Il Paese dei vecchi come Giulia

19.07.2024

Giulia è una settantanovenne napoletana neolaureata in Sociologia, che ha dovuto lasciare la scuola a quattordici anni per sostenere la famiglia lavorando, ma sempre mantenendo la curiosità, la fiducia, il gusto per tutto ciò che era bello e poteva aiutarla a dimenticare la bruttezza del contesto in cui viveva nella Napoli devastata del dopoguerra. Ma poi è arrivato il boom e gli stili di vita sono migliorati da Nord a Sud, e ora al posto della ragazzina smilza c'è un'energica e vitalissima signora fresca dottoressa in Sociologia.

Ma quello che mi interessa è il suo atteggiamento verso la vita: non un atteggiamento immobile, attaccato alle sue piccole certezze, che vede nelle sfide dell'attualità solo una minaccia al suo benessere e reagisce con la paura, la chiusura e il pessimismo, ma l'anziano curioso, consapevole del poco tempo che ha davanti e deciso a renderlo più ricco e pieno cogliendo tutte le opportunità che offre il presente.

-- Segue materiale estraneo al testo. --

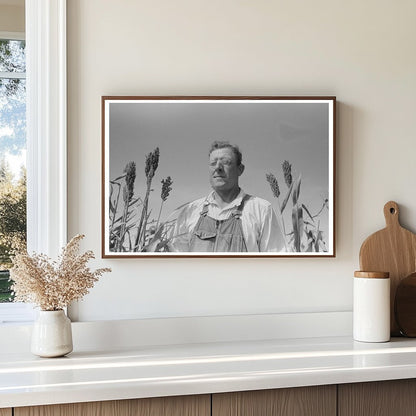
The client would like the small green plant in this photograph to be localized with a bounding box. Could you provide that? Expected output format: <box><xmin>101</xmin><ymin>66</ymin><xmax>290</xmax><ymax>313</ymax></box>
<box><xmin>266</xmin><ymin>160</ymin><xmax>328</xmax><ymax>252</ymax></box>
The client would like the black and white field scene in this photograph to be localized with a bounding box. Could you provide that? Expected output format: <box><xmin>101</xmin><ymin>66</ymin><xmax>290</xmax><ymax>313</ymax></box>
<box><xmin>103</xmin><ymin>97</ymin><xmax>334</xmax><ymax>256</ymax></box>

È un pezzo che siamo un Paese di vecchi, e lo saremo ancora di più quando invecchieremo noi baby-boomers, mentre i giovani, anche i pochi che lavorano e potrebbero farsi una famiglia, risponderanno con il gesto dell'ombrello agli inviti a riprodursi. Non c'entrano solo i servizi che non ci sono, avere figli in Italia significa avere meno soldi e meno tempo, fare meno carriera, uscire e viaggiare meno, trasformare anche i weekend in una ridda stressante di impegni, rinunciare insomma a un sacco di cose belle della vita.

Le madri fanno una fatica bestiale dalla mattina alla sera, i padri, se fanno veramente i padri, pure, e non saranno un pugno di asili, un bonus bebè o una campagna strampalata e offensiva a invertire la tendenza. Nemmeno se i trenta-quarantenni si mettessero a figliare come conigli si potrebbe mettere insieme in tempo utile un esercito di contribuenti sufficiente per mantenere milioni di baby-boomers. Ma anziché lamentarsi del numero record di vecchi in Italia rispetto all'Europa, volere gli immigrati solo perché sono "carne da pensione", e vagheggiare impossibili esplosioni demografiche, perché non lavorare sul materiale che abbiamo (i vecchi) e noi, che presto lo saremo? Perché non lottare per conquistare un altro primato europeo, quello del Paese con i vecchi più attivi, produttivi, istruiti e desiderosi di migliorare la propria istruzione, il Paese dei vecchi come Giulia?

Rassegniamoci, il sistema previdenziale non regge e con quattro decenni di lavoro non sarà più possibile comprarsi un paio di decenni di riposo e tempo libero, tanto vale cominciare a vedere in questo cambiamento non una condanna ma un'opportunità che può rappresentare una ricchezza per il Paese. Le persone come Giulia sono il nostro oro grigio, carburante prezioso e sottostimato. Ne abbiamo immensi giacimenti, sepolti sotto la pigrizia mentale e i pregiudizi.